Thanks for everything, Bob T.

A student's relationship with a top-10, private university normally goes something like this:

Student pays about $35,000 a year in tuition (less financial aid) for the right to attend four or five courses per semester along with approximately 30 other students; each of those courses is taught by a single faculty member, who likely makes herself available outside of class to all of her students at once during office hours.

But at Duke, at least for several hundred seniors given the opportunity to pursue graduation with distinction, that relationship has been turned on its head.

Many of us are being paid to work one-on-one with a professor, studying something that we want to study. The experience of writing a thesis is an extraordinarily stimulating one that can also serve as a valuable academic qualification; it is an unprecedented opportunity, and it easily tops any internship.

If only I could find the time to sit down and actually finish mine...

Duke is unique in that multiple departments offer such financial support to undergraduates, and in that faculty are given incentives to mentor such research projects. And thankfully, increasing numbers of students are able to take advantage of Duke's status as a major research university.

Recent efforts to bolster financial support and faculty mentorship have more than tripled the number of undergraduates who are graduating with distinction in their majors or engaging in other forms of mentored research.

Much of this is thanks to the efforts of longtime Dean of Trinity College Robert Thompson, who announced his retirement last week following an 11-year tenure as dean of undergraduate affairs and then dean of Trinity College.

His retirement, effective in August, comes on the heels of the administrative restructuring associated with the newly created position of dean of undergraduate education. Whether there is a causal relationship between them is something that the Allen Building will never discuss publicly-and something that is ultimately irrelevant.

Eleven years is a long time to be dean, and Thompson has a lot to show for his efforts.

He has spent more time in the trenches expanding the academic opportunities available to undergraduates than perhaps any other administrator in recent memory. In conjunction with Provost Peter Lange, former Dean of the Faculty of Arts and Sciences William Chafe and his successor, George McLendon, Thompson promoted a wide array of renovations, programs and support structures that many of us take for granted.

Lange described Thompson as the "driving administrative force" behind several programs that provide crucial academic support for undergraduates.
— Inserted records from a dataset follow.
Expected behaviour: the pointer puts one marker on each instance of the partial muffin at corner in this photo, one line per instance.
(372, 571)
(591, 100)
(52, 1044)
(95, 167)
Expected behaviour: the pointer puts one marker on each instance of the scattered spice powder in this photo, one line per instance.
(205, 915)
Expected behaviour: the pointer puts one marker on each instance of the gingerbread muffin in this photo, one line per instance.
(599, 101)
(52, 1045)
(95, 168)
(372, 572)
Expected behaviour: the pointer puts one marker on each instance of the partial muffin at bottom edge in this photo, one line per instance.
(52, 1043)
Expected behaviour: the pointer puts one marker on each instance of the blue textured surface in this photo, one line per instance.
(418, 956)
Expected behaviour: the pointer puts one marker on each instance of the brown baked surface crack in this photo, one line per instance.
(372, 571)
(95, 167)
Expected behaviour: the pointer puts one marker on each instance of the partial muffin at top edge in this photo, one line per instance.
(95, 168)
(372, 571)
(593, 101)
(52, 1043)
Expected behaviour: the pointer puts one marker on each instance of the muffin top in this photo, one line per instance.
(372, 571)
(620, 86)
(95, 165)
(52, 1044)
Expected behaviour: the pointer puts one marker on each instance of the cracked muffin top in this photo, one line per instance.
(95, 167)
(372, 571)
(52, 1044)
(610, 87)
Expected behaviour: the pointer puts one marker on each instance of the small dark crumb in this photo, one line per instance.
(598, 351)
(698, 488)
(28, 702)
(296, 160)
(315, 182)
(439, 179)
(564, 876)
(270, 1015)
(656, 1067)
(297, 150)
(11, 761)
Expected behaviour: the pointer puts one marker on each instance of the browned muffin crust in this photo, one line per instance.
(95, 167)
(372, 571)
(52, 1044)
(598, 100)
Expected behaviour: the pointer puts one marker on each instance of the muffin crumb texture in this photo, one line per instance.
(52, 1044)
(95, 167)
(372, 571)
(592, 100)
One of them, the Peer Tutoring Program, allows undergraduates to receive free tutoring in core subjects, a service formerly granted only to athletes. Another is the Writing Studio, where students can meet with graduate and postgraduate tutors to get feedback on their papers and projects.

In conjunction with the Community Service Center, various academic departments and community leaders, Thompson helped generate a wide array of opportunities integrating community service and academic coursework. Chafe pointed to the development of such opportunities as one of Thompson's biggest accomplishments, setting the stage for the recent launch of the $30-million DukeEngage program.

In 2005, amidst bickering on the Arts and Sciences Council on the issue of student access to course evaluations, Thompson and McLendon funded a student-run course evaluation system that is still operating today.

And next year, students will have access to the Teaching and Learning Center, currently under construction in Perkins Library.

"It's a classroom complex that's very well equipped. While it allows more traditional forms of teaching, it's also extremely well equipped to enable more informed and advanced forms of teaching," Lange said. He added that the project was largely due to the "enormous attention [Thompson has] given to teaching, to independent study, to team research."

In summarizing his tenure, Chafe said, "What Bob did was to bring together a superb group of people to elevate the quality of Duke's undergraduate education to the point where it became one of the best and most recognized experiences in the country."

Thompson and I have not always agreed on everything. As a member of the Campus Culture Initiative Steering Committee, which Thompson cochaired with Vice President for Student Affairs Larry Moneta, I was strongly opposed to several of the committee's key recommendations. As a student in Trinity, which implemented Curriculum 2000 in 1999, I was not pleased (to say the least) to have to sit through three semesters of Latin.

But in the end, it all comes back to my thesis.

Elliott Wolf is a Trinity senior. His column runs every Thursday.